Interrailing in Eastern Europe

pragues clock tower

A ping pong bar, the best collection of art I’ve ever seen and lounging in a beautiful park with no company save for a few wandering peacocks. There is no way to sum up the two wonderful weeks I spent inter-railing through Eastern Europe last summer. After much debate my friends and I decided to for-go the traditional girls’ holiday to some sweltering Greek island in favour of a well-rounded and action packed whirl round the best of Europe’s cities. We disembarked in Amsterdam on a sunny Tuesday morning full of anticipation and eager to explore. The fairy-tale city (it really does feel like an invention of Walt Disney’s) is a strange dichotomy of hedonism and highbrow culture and we sampled both. Amsterdam was possibly my favourite stop on my travels purely due to the Rijksmuseum. The newly renovated gallery contains an absolutely stunning display of art through the ages – obviously its collection of the Old Dutch masters is second to none, crammed full of De Hooch and Vermeer, I could have spent all day there. A morning of galleries gave us awful museum feet so relaxing on the Vondlepark was much needed relief. If you think Hyde Park is idyllic the Vondlepark is on another level- vast green lawns broken up by glistening ponds and the occasional jogger is a haven in the middle of the city.

I was hesitant to leave Holland after such a short space of time but Berlin beckoned and upon arrival it became apparent that we could not have chosen anywhere more different. Sprawling, hectic and industrial Berlin is huge and the mother ship of everything ‘alternative’. I saw the endless museums and tourist spots but also stumbled across the Modern Art Museum of Berlin tucked away near check point Charlie- a real hidden gem. As well as culture Berlin has the best nightlife in Europe (I think so anyway) and the former factory club Tresor does in no way disappoint. What is essentially a dungeon with red mood lighting offers to locals and tourists a-like an unforgettable night of heavy techno and smoke filled warehouses – emerging at six am to a city full of commuters was one of the more surreal moments of our eurotrip. Nine am yoga on the roof the following day helped to balance my mind and ease the exhaustion that comes with travelling and staying in hostels.
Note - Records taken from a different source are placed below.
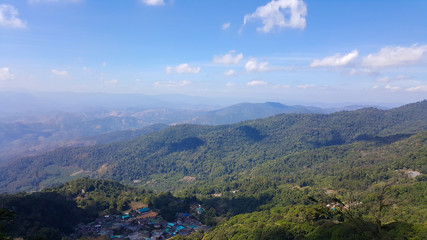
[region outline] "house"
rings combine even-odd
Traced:
[[[140,212],[140,213],[148,213],[149,211],[150,211],[150,208],[148,208],[148,207],[138,209],[138,212]]]
[[[197,211],[198,214],[202,214],[203,212],[205,212],[205,210],[203,210],[202,207],[196,208],[196,211]]]

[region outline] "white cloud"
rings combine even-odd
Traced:
[[[222,24],[221,29],[222,29],[222,30],[225,30],[225,29],[230,28],[230,26],[231,26],[231,23],[227,22],[227,23]]]
[[[395,66],[415,65],[423,59],[427,53],[427,45],[411,47],[385,47],[378,53],[366,56],[362,65],[371,68],[384,68]]]
[[[275,89],[286,89],[286,88],[290,88],[291,85],[289,84],[277,84],[274,86]]]
[[[0,68],[0,81],[5,81],[13,78],[13,74],[10,73],[9,68]]]
[[[303,85],[297,86],[297,88],[301,88],[301,89],[314,88],[314,87],[316,87],[316,85],[314,84],[303,84]]]
[[[162,6],[165,5],[163,0],[142,0],[142,3],[150,6]]]
[[[399,76],[396,76],[396,79],[397,80],[408,80],[408,79],[411,79],[411,77],[405,76],[405,75],[399,75]]]
[[[427,85],[407,88],[408,92],[427,92]]]
[[[119,81],[117,79],[111,79],[108,81],[104,81],[105,84],[116,85]]]
[[[230,69],[224,72],[225,76],[231,76],[234,75],[236,73],[236,71],[234,71],[234,69]]]
[[[10,4],[0,4],[0,27],[26,28],[27,24],[18,18],[18,10]]]
[[[273,0],[265,6],[258,7],[254,13],[246,14],[243,24],[261,19],[264,26],[258,31],[268,33],[275,26],[304,29],[307,7],[302,0]]]
[[[167,74],[171,74],[171,73],[193,73],[193,74],[197,74],[199,73],[201,70],[200,67],[191,67],[190,65],[188,65],[188,63],[182,63],[179,64],[178,66],[175,67],[170,67],[167,66],[165,68],[165,71]]]
[[[225,65],[239,64],[240,61],[242,61],[243,59],[243,54],[239,53],[237,55],[234,55],[235,52],[236,51],[231,50],[227,54],[214,56],[213,62]]]
[[[261,80],[252,80],[248,83],[246,83],[247,86],[265,86],[268,85],[268,82],[266,81],[261,81]]]
[[[50,72],[51,72],[53,75],[61,76],[61,77],[65,77],[65,76],[67,76],[67,75],[68,75],[68,72],[67,72],[67,71],[65,71],[65,70],[56,70],[56,69],[52,69]]]
[[[390,86],[390,85],[386,85],[385,86],[385,89],[387,89],[387,90],[390,90],[390,91],[392,91],[392,92],[394,92],[394,91],[397,91],[397,90],[400,90],[400,87],[397,87],[397,86]]]
[[[188,80],[184,80],[181,82],[175,82],[175,81],[157,81],[154,83],[154,86],[156,87],[183,87],[183,86],[187,86],[190,85],[191,82]]]
[[[380,79],[377,79],[377,82],[389,82],[390,81],[390,77],[383,77]]]
[[[245,64],[247,72],[265,72],[268,71],[268,62],[258,63],[256,58],[249,59]]]
[[[234,87],[234,86],[236,86],[236,84],[228,82],[227,84],[225,84],[225,86],[227,86],[227,87]]]
[[[141,82],[141,79],[137,78],[135,79],[135,82]]]
[[[103,63],[102,63],[102,66],[103,66],[103,67],[107,66],[107,63],[106,63],[106,62],[103,62]]]
[[[82,70],[83,70],[84,72],[89,72],[89,71],[90,71],[90,69],[89,69],[88,67],[82,67]]]
[[[341,56],[341,54],[337,53],[334,56],[325,57],[323,59],[314,59],[311,62],[310,67],[343,67],[347,66],[354,59],[357,58],[359,52],[357,50],[353,50],[347,55]]]

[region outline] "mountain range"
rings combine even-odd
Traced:
[[[279,114],[229,125],[180,124],[126,141],[18,159],[0,168],[0,189],[34,190],[81,176],[167,189],[186,185],[178,181],[185,176],[212,181],[296,152],[397,141],[427,130],[425,119],[427,101],[390,110]]]

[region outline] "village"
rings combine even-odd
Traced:
[[[122,215],[105,215],[88,224],[79,224],[72,239],[106,236],[110,239],[157,240],[176,235],[188,236],[195,231],[207,231],[208,226],[199,221],[204,212],[198,205],[192,213],[177,213],[173,222],[165,221],[158,212],[146,205],[123,212]]]

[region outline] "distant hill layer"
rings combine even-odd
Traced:
[[[131,136],[138,136],[139,130],[136,129],[155,124],[218,125],[264,118],[279,113],[328,111],[333,110],[268,102],[236,104],[215,111],[134,107],[81,113],[26,113],[30,115],[10,117],[9,120],[3,121],[0,119],[0,165],[12,158],[43,153],[58,147],[105,143],[87,139],[93,140],[98,136],[104,138],[103,135],[107,133],[126,135],[129,139]],[[121,133],[127,130],[132,130],[132,134]]]
[[[426,119],[427,101],[422,101],[390,110],[280,114],[220,126],[177,125],[129,141],[22,158],[0,168],[0,189],[32,190],[80,176],[142,185],[162,182],[166,188],[185,182],[184,176],[210,181],[306,150],[357,141],[390,144],[427,130]]]

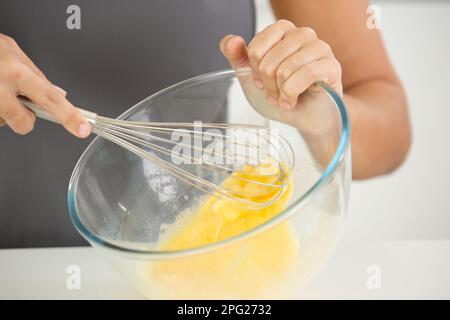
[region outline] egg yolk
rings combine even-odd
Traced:
[[[271,171],[272,170],[272,171]],[[245,199],[265,202],[280,189],[251,181],[273,182],[278,168],[246,166],[222,184]],[[272,172],[273,174],[270,174]],[[244,179],[240,179],[244,178]],[[247,180],[250,181],[247,181]],[[200,209],[161,244],[164,251],[212,244],[249,231],[280,213],[289,201],[293,184],[286,175],[280,197],[259,209],[235,200],[211,196]],[[217,249],[161,261],[153,275],[171,297],[188,298],[192,290],[204,298],[255,298],[287,277],[299,252],[297,237],[289,222]]]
Another eight hour train journey followed and we covered Prague and Budapest in six days. Scraping the surface of two fascinating cities with baffling metro systems only increased my appetite for exploring European countries. The free walking tour of Prague was invaluable and the bustling street markets on the Charles VI Bridge sold endless eye-catching trinkets. Like Berlin, Prague prides itself on its growing club culture, and the five story club with an ice bar at the top is drawing international attention as a must go to venue. The city is walkable and so welcoming (with very student friendly prices) well worth a visit! After only one night in Budapest I hopped on the plane home with the knowledge that I had packed a ridiculous amount into two weeks and the desire to return again soon and go even further afield. Inter-railing is a cheap, exhilarating and unique way to experience a country and I recommend it to anyone. Europe can be easily over looked but with increasing ease of access there is no reason not to hop on a train and go explore a different culture on a shoe string budget.